Dayal wins four-year, $2.34M R01

Sanjana Dayal, PhD, associate professor in Hematology, Oncology, and Blood and Marrow Transplantation (HOBMT), received a four-year $2.34M R01 grant from the National Institutes of Health’s (NIH) National Heart, Lung, and Blood Institute. Dayal plans to use this funding to expand her research in the field of aging-associated thrombosis. She will examine the protective mechanisms via which caloric restriction (CR) intervention alters the thrombotic susceptibility during aging.

Though CR is known to lower the burden of some cardiovascular outcomes, it has never been tested in the setting of age-associated thrombosis. This project is driven by Dayal’s novel pilot data showing protective effects of CR on platelets in the setting of aging and diabetes.
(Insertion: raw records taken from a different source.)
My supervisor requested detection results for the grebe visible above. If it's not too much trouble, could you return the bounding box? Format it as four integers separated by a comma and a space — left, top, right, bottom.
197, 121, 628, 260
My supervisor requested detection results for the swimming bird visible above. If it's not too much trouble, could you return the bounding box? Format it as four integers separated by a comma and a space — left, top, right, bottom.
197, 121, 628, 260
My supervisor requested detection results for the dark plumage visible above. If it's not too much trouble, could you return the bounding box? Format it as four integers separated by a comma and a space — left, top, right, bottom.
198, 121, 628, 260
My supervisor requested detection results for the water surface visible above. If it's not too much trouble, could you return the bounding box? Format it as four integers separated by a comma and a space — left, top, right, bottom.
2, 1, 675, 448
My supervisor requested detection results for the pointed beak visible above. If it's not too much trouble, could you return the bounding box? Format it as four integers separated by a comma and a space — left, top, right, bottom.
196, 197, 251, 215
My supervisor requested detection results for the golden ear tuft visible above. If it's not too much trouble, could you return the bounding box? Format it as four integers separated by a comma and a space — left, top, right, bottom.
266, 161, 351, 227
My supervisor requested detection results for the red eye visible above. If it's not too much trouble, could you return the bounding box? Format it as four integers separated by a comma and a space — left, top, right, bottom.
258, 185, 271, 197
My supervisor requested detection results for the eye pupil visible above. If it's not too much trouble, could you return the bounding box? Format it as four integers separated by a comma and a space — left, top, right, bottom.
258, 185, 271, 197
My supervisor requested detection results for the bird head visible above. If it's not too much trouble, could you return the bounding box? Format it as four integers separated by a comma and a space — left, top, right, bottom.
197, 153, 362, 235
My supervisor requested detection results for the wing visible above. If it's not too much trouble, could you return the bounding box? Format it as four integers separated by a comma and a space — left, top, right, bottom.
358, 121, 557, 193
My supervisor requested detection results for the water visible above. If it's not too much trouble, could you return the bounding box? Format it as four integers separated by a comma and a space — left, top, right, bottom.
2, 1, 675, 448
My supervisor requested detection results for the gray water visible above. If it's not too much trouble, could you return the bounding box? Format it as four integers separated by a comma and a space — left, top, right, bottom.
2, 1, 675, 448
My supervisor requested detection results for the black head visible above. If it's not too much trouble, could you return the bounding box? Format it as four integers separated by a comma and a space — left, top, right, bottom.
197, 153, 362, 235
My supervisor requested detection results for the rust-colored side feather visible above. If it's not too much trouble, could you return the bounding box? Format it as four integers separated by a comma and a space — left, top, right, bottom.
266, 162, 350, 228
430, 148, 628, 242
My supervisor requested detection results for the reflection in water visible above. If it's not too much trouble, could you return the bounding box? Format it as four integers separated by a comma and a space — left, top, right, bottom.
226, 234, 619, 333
She will study changes in mitochondrial structure and metabolic pathways due to age and diabetes and its prevention with CR. This work will be accomplished in collaboration with University of Iowa’s Professor of Radiation Oncology Douglas Spitz, PhD; Professor of Neuroscience and Pharmacology Kamal Rahmouni, PhD; and UCLA Health’s Chair and Professor of Medicine E. Dale Abel, MD, PhD.

This is Dayal’s third R01 and her second since she was promoted to tenured associate professor in 2021. Her lab also studies mechanisms of coagulopathy in COVID-19 in collaboration with Steven Lentz, MD, PhD, professor in HOBMT, as a Co-Principal Investigator. Dayal and Lentz received this funding in 2022 from the NIH’s National Institute of Allergy and Infectious Disease.

Dayal is also funded through a Iowa City VA Health Care System Merit Award to study prediabetes-associated prothrombotic state in middle-aged Veterans, working with Associate Professor in Nephrology Diana Jalal, MD, and Abel. She has also recently collaborated with George Weiner, MD, professor in HOBMT, and they have been awarded pilot funding from the HOBMT division for their project, Novel Genetic Signatures of Venous Thrombosis in Pancreatic and Colon Cancer. These collaborations allow Dayal to expand her expertise in different disease conditions.

Dayal is grateful for the support she has received from a variety of sources, attributing her success in part to her mentors, including Lentz, with whom she started her journey at Iowa as a postdoctoral associate in his lab. She also appreciates all the hard work from her lab members that has allowed them to secure this diversity of funding.